Now you can accuse me of being cagey and evasive. (Guilty on both counts!) I'm not going to answer that one, at least not yet.
How is my story "different?" Well, I was born--both in the sense that the state recognizes and that which my spirit manifested--in summer. And, I am living my first full season in the autumn. I am feeling nurtured and energized by the blaze of reds and golds from leaves falling and bricks glowing in the autumn sunset.
Aren't we supposed to begin our lives with the spring? Isn't that how it happens in the stories we hear as kids and see in the media?
And when do you ever hear of someone beginning his or her life after passing one of those round-numbered birthdays?
OK. So my story is different from the ones I've heard--at least in some ways. So how can I say that any story "belongs to the human race?"
I advised that student to look carefully at all of those texts they've assigned to her Western Civilization course. "Murder is as old as Cain and Abel," I said. "And the story of Hamlet is the story of Oedipus Rex."
"You know, you're right!"
"'There's nothing new under the sun.' That's in the Book of Ecclesiastes." The funny thing is that when I said that, her face opened with the light of revelation--and she reads the Bible much more than I read it!
People who feel as I do, and who face the same gender identity dilemma as mine, are not new. And any possible response to it comes down to the classic choice: between flight and fight--or to be or not to be.
In other words, what makes Oedipus Rex and Hamlet endure is not merely the story in each. Rather, it has to do with how each play lays bare the questions we face and the choices we make every day. To be or not to be. To give in to the insanity, or to struggle to be be free. In doing so, do you destroy what's come before you--or make some attempt to honor it?
The student with whom I had the conversation is a black Caribbean woman whom I'd guess to be in her mid-30's or thereabouts. She has described some of the bigotry she's experienced, but says she admires me for the way I've handled my situation. Which, of course, is the reason why she came to me with her question.
I suppose that if I'd been a quicker thinker and had been more articulate, I could have told her that all of those works contain our stories, or more precisely, our truths--without sounding as glib as I just did. The stuff you see in the newspapers, on TV and in those awful books and films they force-feed to kids: Those are the stories of other people, most of whom you'll never meet. I mean, where are you going to meet the sorts of people you see on soap operas--or in politics?
They are only stories: the ones with the spouses and houses you're supposed to have--even if the price you pay for them consists of madness and death, whether inflicted by you or someone else.
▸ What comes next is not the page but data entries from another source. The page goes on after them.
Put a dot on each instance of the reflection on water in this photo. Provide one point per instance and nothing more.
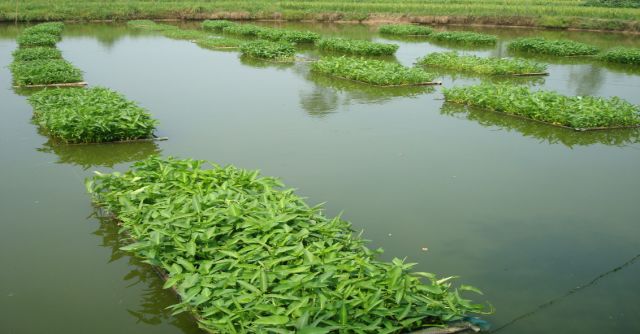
(545, 133)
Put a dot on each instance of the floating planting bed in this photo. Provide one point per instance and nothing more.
(555, 47)
(93, 115)
(490, 66)
(356, 47)
(373, 72)
(273, 51)
(622, 56)
(575, 112)
(247, 256)
(464, 37)
(405, 30)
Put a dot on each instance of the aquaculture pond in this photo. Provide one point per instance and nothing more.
(543, 219)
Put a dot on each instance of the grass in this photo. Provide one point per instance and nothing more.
(356, 47)
(44, 72)
(94, 115)
(555, 47)
(405, 30)
(577, 112)
(374, 72)
(622, 55)
(36, 53)
(249, 256)
(481, 65)
(274, 51)
(464, 37)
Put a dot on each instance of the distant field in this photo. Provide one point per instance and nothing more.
(540, 13)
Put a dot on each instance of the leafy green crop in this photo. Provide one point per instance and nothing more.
(276, 51)
(492, 66)
(578, 112)
(44, 72)
(94, 115)
(356, 47)
(374, 72)
(556, 47)
(36, 53)
(622, 55)
(247, 256)
(465, 37)
(405, 30)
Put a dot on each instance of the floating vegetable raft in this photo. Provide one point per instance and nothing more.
(373, 72)
(580, 113)
(247, 256)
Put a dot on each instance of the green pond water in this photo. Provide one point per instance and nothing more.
(525, 211)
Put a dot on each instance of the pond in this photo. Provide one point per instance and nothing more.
(538, 217)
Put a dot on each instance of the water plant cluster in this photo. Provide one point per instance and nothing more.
(490, 66)
(249, 256)
(94, 115)
(37, 61)
(373, 72)
(577, 112)
(405, 30)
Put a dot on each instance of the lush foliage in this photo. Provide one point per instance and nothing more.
(578, 112)
(247, 256)
(470, 63)
(78, 115)
(464, 37)
(44, 72)
(277, 51)
(375, 72)
(556, 47)
(36, 53)
(356, 47)
(622, 55)
(405, 30)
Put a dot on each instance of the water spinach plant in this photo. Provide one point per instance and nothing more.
(94, 115)
(373, 72)
(356, 47)
(577, 112)
(273, 51)
(555, 47)
(249, 256)
(481, 65)
(405, 30)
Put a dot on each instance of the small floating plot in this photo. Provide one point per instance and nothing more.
(576, 112)
(405, 30)
(373, 72)
(556, 47)
(490, 66)
(356, 47)
(44, 72)
(274, 51)
(94, 115)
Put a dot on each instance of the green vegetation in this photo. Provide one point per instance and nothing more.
(374, 72)
(36, 53)
(556, 47)
(579, 112)
(356, 47)
(95, 115)
(405, 30)
(622, 55)
(465, 37)
(247, 256)
(44, 72)
(274, 51)
(491, 66)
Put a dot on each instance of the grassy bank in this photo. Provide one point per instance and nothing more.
(547, 13)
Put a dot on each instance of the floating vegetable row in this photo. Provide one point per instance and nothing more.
(577, 112)
(247, 256)
(37, 61)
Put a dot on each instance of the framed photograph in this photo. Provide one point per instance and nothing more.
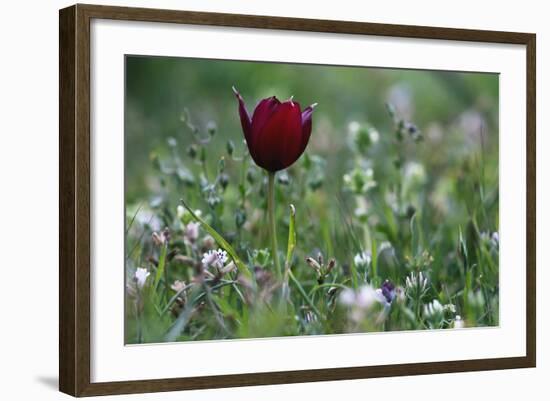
(250, 200)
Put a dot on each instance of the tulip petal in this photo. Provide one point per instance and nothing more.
(246, 121)
(306, 126)
(278, 144)
(263, 112)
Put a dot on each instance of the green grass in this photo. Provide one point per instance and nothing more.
(374, 200)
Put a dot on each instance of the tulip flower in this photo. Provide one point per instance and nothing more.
(276, 135)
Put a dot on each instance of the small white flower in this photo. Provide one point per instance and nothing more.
(216, 259)
(364, 298)
(495, 238)
(433, 309)
(374, 135)
(347, 297)
(140, 276)
(354, 127)
(362, 259)
(178, 285)
(191, 232)
(458, 322)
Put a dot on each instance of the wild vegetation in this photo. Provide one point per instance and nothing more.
(387, 221)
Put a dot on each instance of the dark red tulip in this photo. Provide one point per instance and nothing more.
(278, 132)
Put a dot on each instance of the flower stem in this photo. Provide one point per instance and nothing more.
(272, 229)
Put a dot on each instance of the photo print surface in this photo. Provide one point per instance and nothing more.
(271, 199)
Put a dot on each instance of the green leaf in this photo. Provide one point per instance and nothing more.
(220, 240)
(161, 265)
(291, 235)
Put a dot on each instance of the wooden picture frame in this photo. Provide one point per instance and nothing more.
(75, 208)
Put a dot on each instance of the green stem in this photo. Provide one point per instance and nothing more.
(272, 229)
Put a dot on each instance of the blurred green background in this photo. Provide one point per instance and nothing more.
(402, 166)
(450, 108)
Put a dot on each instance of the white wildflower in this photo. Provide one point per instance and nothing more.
(178, 285)
(433, 309)
(191, 232)
(216, 259)
(458, 322)
(140, 276)
(362, 259)
(354, 127)
(364, 298)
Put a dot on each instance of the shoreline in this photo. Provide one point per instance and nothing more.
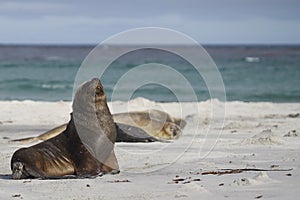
(253, 135)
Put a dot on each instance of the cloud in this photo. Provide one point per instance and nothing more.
(230, 21)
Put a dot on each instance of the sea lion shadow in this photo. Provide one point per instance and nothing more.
(5, 176)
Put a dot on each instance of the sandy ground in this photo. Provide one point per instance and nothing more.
(217, 136)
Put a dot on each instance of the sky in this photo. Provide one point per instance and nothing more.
(208, 22)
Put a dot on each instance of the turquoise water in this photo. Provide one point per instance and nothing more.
(250, 73)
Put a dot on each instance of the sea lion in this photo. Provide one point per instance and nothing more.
(154, 122)
(132, 127)
(84, 149)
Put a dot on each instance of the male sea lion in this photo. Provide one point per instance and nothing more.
(84, 149)
(137, 126)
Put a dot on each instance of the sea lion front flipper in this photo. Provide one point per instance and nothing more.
(111, 164)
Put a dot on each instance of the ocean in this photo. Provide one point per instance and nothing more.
(251, 73)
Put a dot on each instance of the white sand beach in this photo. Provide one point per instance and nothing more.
(252, 135)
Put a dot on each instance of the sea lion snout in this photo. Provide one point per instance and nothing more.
(17, 170)
(173, 130)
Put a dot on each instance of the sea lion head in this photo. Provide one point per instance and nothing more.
(89, 96)
(172, 130)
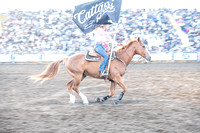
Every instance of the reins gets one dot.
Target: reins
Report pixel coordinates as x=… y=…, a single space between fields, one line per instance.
x=117 y=57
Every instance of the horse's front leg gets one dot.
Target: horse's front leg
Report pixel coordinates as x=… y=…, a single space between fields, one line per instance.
x=121 y=84
x=112 y=91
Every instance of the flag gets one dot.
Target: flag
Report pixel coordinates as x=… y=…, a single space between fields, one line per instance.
x=91 y=15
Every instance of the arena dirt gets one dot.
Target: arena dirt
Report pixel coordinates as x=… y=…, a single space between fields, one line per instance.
x=161 y=98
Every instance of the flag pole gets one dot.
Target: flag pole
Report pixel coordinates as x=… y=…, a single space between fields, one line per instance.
x=112 y=47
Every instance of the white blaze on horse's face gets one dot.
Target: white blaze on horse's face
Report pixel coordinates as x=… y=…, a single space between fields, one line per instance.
x=142 y=50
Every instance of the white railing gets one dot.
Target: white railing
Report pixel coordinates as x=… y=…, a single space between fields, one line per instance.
x=39 y=58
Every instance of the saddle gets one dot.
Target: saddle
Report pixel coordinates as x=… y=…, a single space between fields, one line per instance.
x=94 y=56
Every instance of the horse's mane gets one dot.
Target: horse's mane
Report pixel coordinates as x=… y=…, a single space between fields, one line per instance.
x=125 y=46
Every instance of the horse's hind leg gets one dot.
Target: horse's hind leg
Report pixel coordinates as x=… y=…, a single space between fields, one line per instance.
x=121 y=84
x=112 y=91
x=77 y=81
x=72 y=97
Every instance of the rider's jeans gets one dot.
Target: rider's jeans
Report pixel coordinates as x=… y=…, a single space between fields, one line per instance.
x=99 y=48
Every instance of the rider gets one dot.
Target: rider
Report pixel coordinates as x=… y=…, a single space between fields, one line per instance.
x=101 y=36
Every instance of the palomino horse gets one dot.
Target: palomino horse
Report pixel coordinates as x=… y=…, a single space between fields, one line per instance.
x=79 y=68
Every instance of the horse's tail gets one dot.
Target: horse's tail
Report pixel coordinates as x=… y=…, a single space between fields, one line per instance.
x=50 y=71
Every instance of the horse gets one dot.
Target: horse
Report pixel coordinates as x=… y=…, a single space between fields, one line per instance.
x=79 y=68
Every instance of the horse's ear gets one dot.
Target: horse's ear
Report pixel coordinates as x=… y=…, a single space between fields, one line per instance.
x=138 y=39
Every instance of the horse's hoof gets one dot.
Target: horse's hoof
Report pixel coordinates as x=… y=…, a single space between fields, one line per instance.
x=116 y=102
x=98 y=100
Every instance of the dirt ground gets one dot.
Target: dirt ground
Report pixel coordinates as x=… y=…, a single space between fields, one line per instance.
x=161 y=98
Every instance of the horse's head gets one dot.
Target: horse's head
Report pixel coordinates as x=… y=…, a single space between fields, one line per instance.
x=142 y=50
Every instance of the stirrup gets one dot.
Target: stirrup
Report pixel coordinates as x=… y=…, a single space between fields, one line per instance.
x=103 y=74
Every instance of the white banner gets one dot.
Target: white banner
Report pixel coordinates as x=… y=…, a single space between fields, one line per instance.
x=27 y=58
x=5 y=58
x=53 y=57
x=161 y=56
x=185 y=56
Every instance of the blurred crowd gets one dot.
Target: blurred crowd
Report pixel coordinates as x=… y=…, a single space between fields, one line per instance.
x=54 y=31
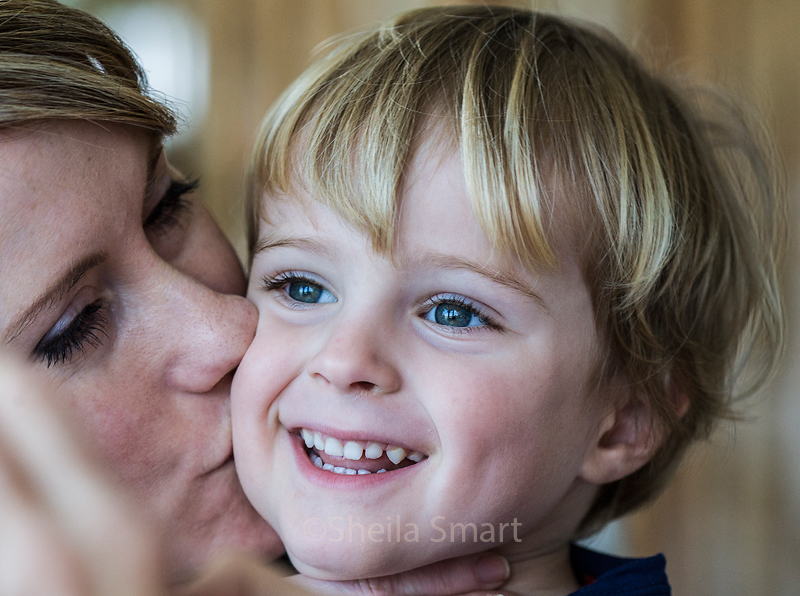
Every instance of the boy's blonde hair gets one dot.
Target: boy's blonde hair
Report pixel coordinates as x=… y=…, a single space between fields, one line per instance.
x=678 y=209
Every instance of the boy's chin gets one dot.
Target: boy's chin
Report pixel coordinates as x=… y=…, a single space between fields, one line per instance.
x=343 y=562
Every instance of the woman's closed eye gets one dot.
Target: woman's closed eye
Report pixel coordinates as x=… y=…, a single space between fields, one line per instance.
x=75 y=331
x=297 y=290
x=456 y=314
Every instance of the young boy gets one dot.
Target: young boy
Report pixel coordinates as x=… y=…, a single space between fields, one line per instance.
x=504 y=274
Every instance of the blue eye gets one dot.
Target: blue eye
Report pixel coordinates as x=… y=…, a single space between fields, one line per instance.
x=454 y=315
x=309 y=292
x=297 y=288
x=454 y=312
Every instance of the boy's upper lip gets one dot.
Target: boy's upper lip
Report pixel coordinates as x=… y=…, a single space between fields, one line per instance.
x=400 y=435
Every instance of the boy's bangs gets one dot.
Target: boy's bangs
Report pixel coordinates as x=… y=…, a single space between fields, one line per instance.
x=347 y=130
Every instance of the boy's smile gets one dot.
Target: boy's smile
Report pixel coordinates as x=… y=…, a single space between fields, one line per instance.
x=463 y=377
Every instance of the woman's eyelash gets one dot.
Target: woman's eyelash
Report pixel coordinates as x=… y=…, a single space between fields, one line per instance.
x=166 y=213
x=88 y=328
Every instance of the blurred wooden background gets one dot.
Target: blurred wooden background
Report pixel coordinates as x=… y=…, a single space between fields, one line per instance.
x=730 y=522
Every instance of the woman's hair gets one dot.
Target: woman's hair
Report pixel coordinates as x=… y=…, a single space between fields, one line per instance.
x=57 y=62
x=670 y=192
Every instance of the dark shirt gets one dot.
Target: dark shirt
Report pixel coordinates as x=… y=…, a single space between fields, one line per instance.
x=604 y=575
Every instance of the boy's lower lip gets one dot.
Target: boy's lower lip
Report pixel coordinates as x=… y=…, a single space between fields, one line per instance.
x=330 y=479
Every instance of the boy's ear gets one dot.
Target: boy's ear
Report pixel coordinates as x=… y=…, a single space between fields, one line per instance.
x=628 y=437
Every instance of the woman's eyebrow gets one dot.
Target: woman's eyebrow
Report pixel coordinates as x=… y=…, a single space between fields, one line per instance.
x=54 y=293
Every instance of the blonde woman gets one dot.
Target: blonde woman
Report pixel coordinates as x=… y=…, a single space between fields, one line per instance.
x=125 y=299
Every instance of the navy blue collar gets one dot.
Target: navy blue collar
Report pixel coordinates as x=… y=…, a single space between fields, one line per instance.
x=604 y=575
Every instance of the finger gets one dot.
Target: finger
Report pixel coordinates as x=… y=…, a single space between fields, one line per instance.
x=54 y=491
x=454 y=576
x=33 y=557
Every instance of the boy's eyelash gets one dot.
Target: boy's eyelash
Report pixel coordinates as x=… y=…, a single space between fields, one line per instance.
x=166 y=213
x=488 y=321
x=88 y=328
x=276 y=282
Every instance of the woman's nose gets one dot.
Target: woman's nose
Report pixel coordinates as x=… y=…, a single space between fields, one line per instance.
x=355 y=358
x=206 y=333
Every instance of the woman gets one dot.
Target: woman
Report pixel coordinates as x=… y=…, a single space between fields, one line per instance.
x=122 y=293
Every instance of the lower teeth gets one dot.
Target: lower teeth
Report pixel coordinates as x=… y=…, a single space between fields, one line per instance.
x=317 y=461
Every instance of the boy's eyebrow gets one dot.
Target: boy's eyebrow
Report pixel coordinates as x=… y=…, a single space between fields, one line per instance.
x=308 y=244
x=500 y=276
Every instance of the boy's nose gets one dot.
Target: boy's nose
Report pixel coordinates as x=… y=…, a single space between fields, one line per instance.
x=356 y=359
That madness consists of such things as having to live with the feeling that you were born in the wrong place, the wrong time, in the wrong body and with the wrong desires and needs. The only way out is to live as if none of those things were wrong: You have as much right as anyone else to be who you are, where you are, when you are.
You get only one chance to do that. Then, there's one storyline: We all fall, and it's for eternity. Until then, there's only your story. It's been around since ancient times, at least, but only you can live it.
That is one of the few things I've learned with any certainty. And I hope that student understands this: To live your own story, you have to understand the others. That is my advice to her, and myself.